Como transportar bicicletas nas barcas

 

Atenção para as regras para o transporte de bicicletas no sistema aquaviário, operado pelo Consórcio Barcas Rio, que acabam de entrar em vigor (14/8). Os critérios estabelecidos pela Setram para o embarque, a permanência e o desembarque de bicicletas elétricas e patinetes tem o objetivo de garantir a segurança dos passageiros, da tripulação e dos próprios ciclistas, sem deixar de conciliar com o incentivo ao uso das bikes.

Uma das principais alterações é a proibição do embarque de veículos exclusivamente motorizados e de dimensões maiores, como autopropelidos e ciclomotores.

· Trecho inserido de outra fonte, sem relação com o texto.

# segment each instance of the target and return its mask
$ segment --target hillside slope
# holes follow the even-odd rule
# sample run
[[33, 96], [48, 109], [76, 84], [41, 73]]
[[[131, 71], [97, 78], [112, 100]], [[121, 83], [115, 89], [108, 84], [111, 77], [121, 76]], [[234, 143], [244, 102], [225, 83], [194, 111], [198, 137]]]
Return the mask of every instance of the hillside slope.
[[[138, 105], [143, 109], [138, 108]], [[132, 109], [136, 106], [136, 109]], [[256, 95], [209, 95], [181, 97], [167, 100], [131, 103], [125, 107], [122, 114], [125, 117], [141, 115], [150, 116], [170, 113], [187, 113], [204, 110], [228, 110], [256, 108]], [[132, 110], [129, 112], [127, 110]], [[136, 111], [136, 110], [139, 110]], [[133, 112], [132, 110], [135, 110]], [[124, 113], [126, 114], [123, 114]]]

O regulamento organiza os diferentes tipos de bicicletas em quatro categorias, o que permite uma gestão mais eficiente do espaço nas embarcações e reduz riscos operacionais. 
A Categoria 1 contempla bicicletas convencionais de propulsão exclusivamente humana, ou seja, com deslocamento por meio de pedal funcional. 
Já a Categoria 2 inclui bicicletas elétricas que também podem ser utilizadas de forma manual, desde que não possuam estruturas volumosas que comprometam a circulação. 
A Categoria 3 abrange bicicletas e patinetes dobráveis, que, por sua praticidade e menor tamanho, têm maior facilidade de acomodação. 
Por fim, a Categoria 4 engloba equipamentos elétricos autopropelidos, como scooters e ciclomotores, cujo transporte está proibido em qualquer linha do sistema aquaviário devido às suas características e potenciais riscos.

Na linha Charitas, apenas bicicletas dobráveis continuarão a ser permitidas. Em caso de lotação, o usuário deverá aguardar a próxima viagem.

Vale destacar que o uso de cadeiras de rodas motorizadas e demais tecnologias assistivas está assegurado para pessoas com deficiência ou mobilidade reduzida em todas as estações do sistema.  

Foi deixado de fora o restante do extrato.